You should choose a bin depending on your environment and what best suits your lifestyle. The options are endless in creating a composting space or bin. Get creative with what you have laying around your house – here are some examples.

The best options for limited space are the bokashi bin or vermicomposter. A cool way to reuse the liquid from your bokashi bin is to make bokashi tea, which works as great fertilizers for plants.

Will composting get messy or smelly and attract insects?

There’s no promise that it won’t. Knowing that composting is a natural process, it attracts other natural factors, including pests and insects. Having a good carbon to nitrogen ratio can help with that. Also, aerating the compost pile with a rake or fork can help. Some vermicompost bins will come with lids to keep certain pests out.
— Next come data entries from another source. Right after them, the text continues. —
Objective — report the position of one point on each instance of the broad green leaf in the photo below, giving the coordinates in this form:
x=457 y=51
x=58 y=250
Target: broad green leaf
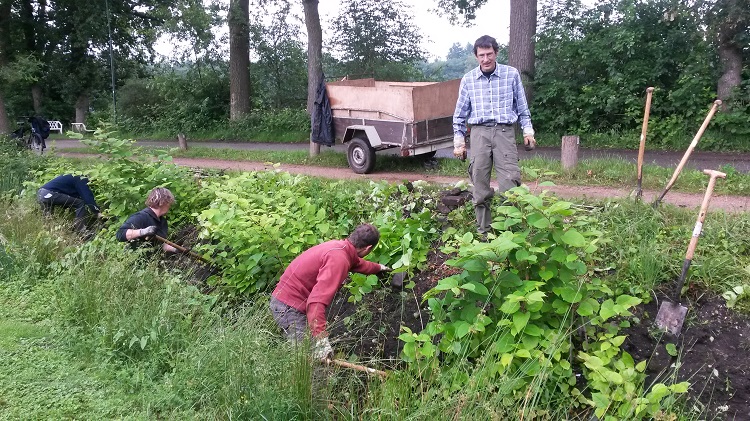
x=559 y=254
x=681 y=387
x=406 y=337
x=523 y=353
x=573 y=238
x=627 y=301
x=520 y=319
x=536 y=297
x=546 y=274
x=538 y=220
x=475 y=265
x=612 y=376
x=506 y=359
x=585 y=309
x=569 y=294
x=607 y=310
x=462 y=328
x=476 y=287
x=447 y=283
x=672 y=349
x=533 y=330
x=510 y=307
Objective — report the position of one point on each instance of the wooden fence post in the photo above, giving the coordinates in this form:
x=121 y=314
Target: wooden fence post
x=182 y=141
x=569 y=152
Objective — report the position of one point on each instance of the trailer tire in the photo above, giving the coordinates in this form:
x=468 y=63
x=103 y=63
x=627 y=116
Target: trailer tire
x=361 y=156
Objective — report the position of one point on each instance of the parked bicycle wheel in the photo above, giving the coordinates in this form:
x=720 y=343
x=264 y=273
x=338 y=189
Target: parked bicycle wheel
x=36 y=143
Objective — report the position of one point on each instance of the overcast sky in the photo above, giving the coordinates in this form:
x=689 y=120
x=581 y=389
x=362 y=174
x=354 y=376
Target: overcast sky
x=492 y=19
x=438 y=34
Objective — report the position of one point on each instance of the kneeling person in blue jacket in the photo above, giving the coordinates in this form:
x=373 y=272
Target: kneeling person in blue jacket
x=70 y=191
x=152 y=220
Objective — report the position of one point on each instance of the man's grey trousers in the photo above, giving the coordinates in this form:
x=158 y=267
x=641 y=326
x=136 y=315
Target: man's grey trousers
x=492 y=147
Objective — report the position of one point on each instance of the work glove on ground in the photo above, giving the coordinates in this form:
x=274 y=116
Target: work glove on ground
x=459 y=146
x=145 y=232
x=322 y=349
x=529 y=143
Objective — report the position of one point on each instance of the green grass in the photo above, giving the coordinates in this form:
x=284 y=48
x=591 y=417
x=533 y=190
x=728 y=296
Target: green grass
x=73 y=318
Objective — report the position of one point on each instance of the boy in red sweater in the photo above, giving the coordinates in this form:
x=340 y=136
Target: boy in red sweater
x=312 y=279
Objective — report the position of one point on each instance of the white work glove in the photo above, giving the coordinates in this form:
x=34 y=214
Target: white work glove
x=459 y=146
x=322 y=349
x=529 y=142
x=145 y=232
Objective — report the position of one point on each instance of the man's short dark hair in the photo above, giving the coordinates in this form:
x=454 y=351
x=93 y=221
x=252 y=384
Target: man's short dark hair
x=486 y=41
x=364 y=235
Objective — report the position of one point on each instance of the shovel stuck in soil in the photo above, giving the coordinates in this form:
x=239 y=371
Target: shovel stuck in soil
x=357 y=367
x=671 y=316
x=189 y=252
x=397 y=280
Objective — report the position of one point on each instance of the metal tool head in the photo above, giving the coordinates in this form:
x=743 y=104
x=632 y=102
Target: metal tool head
x=670 y=317
x=397 y=280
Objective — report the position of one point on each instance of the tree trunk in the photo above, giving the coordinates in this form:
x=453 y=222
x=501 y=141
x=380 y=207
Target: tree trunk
x=239 y=59
x=521 y=46
x=730 y=59
x=182 y=141
x=36 y=98
x=569 y=152
x=82 y=107
x=4 y=124
x=314 y=58
x=5 y=8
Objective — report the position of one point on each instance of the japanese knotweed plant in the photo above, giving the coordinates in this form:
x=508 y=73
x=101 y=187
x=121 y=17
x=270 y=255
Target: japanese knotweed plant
x=122 y=182
x=526 y=311
x=404 y=244
x=259 y=222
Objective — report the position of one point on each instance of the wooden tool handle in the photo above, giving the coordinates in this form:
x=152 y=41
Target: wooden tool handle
x=697 y=137
x=182 y=249
x=698 y=228
x=704 y=209
x=357 y=367
x=644 y=130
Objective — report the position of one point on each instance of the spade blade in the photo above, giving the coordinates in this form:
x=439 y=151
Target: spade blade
x=670 y=317
x=397 y=280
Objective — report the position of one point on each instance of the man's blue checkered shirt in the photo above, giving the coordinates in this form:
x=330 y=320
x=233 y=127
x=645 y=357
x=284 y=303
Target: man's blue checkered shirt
x=499 y=99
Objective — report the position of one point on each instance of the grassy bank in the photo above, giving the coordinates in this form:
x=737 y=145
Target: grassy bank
x=89 y=330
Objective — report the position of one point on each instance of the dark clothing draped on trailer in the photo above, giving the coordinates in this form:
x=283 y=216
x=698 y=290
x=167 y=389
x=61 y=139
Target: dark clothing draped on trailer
x=321 y=117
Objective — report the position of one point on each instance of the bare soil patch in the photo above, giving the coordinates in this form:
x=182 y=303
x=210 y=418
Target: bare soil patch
x=713 y=346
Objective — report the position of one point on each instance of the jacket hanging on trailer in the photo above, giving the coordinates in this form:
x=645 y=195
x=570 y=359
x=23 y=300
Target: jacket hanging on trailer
x=322 y=117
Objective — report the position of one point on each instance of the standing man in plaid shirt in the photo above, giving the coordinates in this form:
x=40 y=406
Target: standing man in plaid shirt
x=491 y=99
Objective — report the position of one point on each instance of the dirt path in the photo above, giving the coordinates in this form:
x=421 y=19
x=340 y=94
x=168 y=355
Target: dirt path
x=687 y=200
x=670 y=159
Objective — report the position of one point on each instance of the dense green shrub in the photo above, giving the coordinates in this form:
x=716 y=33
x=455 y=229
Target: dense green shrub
x=528 y=311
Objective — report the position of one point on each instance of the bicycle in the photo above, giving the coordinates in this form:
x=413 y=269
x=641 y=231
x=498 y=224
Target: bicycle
x=35 y=140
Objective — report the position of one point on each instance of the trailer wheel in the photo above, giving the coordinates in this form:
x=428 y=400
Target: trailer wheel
x=361 y=156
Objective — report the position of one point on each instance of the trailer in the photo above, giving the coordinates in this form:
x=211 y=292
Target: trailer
x=371 y=116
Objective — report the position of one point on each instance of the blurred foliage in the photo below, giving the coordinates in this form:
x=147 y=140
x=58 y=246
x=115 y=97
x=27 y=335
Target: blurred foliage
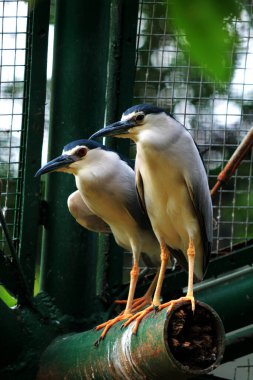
x=207 y=32
x=9 y=300
x=217 y=114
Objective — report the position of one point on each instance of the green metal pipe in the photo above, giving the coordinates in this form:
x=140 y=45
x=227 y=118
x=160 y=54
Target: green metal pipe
x=32 y=136
x=152 y=354
x=231 y=296
x=11 y=333
x=77 y=109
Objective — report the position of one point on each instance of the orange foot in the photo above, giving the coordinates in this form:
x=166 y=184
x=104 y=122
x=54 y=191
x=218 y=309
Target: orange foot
x=108 y=324
x=141 y=314
x=138 y=303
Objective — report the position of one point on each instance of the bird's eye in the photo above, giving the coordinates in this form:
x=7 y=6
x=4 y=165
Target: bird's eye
x=139 y=117
x=81 y=152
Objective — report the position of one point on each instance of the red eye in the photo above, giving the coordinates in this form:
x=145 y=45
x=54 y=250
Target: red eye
x=81 y=152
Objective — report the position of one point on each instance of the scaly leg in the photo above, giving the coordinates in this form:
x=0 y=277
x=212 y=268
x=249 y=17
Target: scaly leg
x=139 y=303
x=189 y=296
x=127 y=312
x=156 y=300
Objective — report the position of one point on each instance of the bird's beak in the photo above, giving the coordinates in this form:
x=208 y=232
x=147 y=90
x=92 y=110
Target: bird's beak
x=59 y=162
x=115 y=129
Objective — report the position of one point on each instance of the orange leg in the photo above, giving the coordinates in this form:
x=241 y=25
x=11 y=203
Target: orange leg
x=165 y=255
x=127 y=312
x=189 y=296
x=139 y=303
x=156 y=300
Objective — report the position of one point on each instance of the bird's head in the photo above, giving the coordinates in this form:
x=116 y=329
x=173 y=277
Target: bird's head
x=134 y=120
x=72 y=157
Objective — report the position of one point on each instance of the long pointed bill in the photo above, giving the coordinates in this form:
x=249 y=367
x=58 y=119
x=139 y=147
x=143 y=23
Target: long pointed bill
x=115 y=129
x=57 y=163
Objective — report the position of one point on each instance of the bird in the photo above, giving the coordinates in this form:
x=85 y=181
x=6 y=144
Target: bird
x=173 y=188
x=106 y=201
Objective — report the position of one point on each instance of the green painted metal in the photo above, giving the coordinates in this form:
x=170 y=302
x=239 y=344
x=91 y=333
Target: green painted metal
x=77 y=108
x=33 y=127
x=123 y=355
x=11 y=342
x=121 y=73
x=227 y=294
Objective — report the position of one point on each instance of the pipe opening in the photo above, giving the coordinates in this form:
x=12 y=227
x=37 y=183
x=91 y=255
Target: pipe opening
x=195 y=340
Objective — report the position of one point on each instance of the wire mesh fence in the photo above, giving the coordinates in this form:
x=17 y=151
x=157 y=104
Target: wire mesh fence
x=13 y=47
x=217 y=114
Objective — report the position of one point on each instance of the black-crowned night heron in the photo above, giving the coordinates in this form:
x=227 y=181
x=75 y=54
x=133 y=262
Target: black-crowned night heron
x=173 y=188
x=106 y=200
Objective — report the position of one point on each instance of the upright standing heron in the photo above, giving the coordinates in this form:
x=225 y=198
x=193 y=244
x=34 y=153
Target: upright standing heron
x=173 y=188
x=106 y=201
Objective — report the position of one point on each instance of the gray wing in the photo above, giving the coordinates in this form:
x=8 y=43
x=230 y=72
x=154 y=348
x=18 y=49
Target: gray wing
x=84 y=216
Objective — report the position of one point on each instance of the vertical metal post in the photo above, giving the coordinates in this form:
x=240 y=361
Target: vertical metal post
x=77 y=109
x=121 y=73
x=33 y=127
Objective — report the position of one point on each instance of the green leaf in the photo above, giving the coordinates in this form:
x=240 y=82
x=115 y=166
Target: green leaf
x=209 y=38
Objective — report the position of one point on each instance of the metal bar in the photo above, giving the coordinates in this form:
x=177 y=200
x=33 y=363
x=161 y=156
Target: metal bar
x=121 y=73
x=77 y=109
x=33 y=135
x=148 y=355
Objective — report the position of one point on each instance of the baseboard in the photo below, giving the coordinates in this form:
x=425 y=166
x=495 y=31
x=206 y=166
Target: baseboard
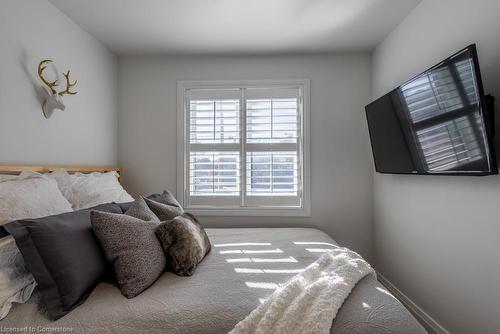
x=431 y=325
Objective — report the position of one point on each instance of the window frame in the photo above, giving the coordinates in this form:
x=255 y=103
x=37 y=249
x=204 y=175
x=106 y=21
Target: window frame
x=182 y=150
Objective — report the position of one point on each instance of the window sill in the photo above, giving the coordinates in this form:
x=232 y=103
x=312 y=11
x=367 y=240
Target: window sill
x=256 y=212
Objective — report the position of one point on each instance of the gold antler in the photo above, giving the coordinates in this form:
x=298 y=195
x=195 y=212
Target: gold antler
x=51 y=84
x=69 y=85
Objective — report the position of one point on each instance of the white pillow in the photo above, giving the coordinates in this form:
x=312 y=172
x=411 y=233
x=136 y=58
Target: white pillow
x=29 y=195
x=87 y=190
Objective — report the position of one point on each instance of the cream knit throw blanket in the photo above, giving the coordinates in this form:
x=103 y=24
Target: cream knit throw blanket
x=309 y=302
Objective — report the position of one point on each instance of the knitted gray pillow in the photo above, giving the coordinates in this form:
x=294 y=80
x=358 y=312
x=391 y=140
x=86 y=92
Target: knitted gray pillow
x=185 y=243
x=164 y=211
x=130 y=244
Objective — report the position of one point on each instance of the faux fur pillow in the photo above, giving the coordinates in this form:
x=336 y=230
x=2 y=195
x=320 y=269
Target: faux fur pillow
x=130 y=244
x=164 y=211
x=185 y=243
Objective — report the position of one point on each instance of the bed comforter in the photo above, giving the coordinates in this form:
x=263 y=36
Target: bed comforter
x=243 y=268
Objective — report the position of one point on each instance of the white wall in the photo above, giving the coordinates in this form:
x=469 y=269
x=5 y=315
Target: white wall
x=86 y=132
x=436 y=237
x=341 y=172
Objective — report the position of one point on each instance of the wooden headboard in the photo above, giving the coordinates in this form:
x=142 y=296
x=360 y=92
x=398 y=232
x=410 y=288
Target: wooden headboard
x=17 y=169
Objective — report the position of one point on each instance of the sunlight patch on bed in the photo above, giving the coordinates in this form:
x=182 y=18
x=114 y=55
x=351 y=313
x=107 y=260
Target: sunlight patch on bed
x=243 y=244
x=261 y=260
x=267 y=271
x=319 y=250
x=386 y=292
x=262 y=285
x=314 y=243
x=252 y=251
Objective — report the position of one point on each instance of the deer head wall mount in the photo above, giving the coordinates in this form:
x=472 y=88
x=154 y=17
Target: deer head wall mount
x=54 y=98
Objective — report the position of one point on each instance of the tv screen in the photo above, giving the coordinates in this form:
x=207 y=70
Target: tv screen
x=436 y=123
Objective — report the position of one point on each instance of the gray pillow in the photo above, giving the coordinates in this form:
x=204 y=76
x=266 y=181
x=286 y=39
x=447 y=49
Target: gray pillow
x=185 y=243
x=164 y=211
x=130 y=244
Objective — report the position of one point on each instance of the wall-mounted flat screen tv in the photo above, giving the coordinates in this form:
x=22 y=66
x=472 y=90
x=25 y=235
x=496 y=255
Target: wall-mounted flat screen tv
x=439 y=122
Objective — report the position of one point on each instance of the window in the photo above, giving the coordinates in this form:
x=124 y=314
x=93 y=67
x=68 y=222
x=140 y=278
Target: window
x=243 y=147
Composting Do’s and Don’ts


  • Put your compost bins in the shade especially for worm/vermicompost bins.
  • Put your food scraps in a kitchen pail to get in the habit of separating your food waste from other waste.
  • Keep a journal on your compost journey to understand your own composting process and experiment with ways that work best for you and your home.
  • Re-soil your compost into your own garden to close the food waste cycle in your own home.
  • Don’t give up — composting is just like a science experiment. You have to keep adjusting until you figure out your own best method. It requires your attention, but it will be a very fruitful process.
  • Always have some sort of cover over your compost pile, whether it be a tarp, cardboard, lid or wiring.


  • Don’t compost PLA plastics.
  • Don’t compost junk food.
  • Don’t compost acidic matter in worm bins.
  • Don’t expect it to work the first time around. Be open to the process.
  • Don’t add fish, meat, dairy products, bones, fatty foods or grease to your compost pile. These food scraps do not easily decompose and may attract animals.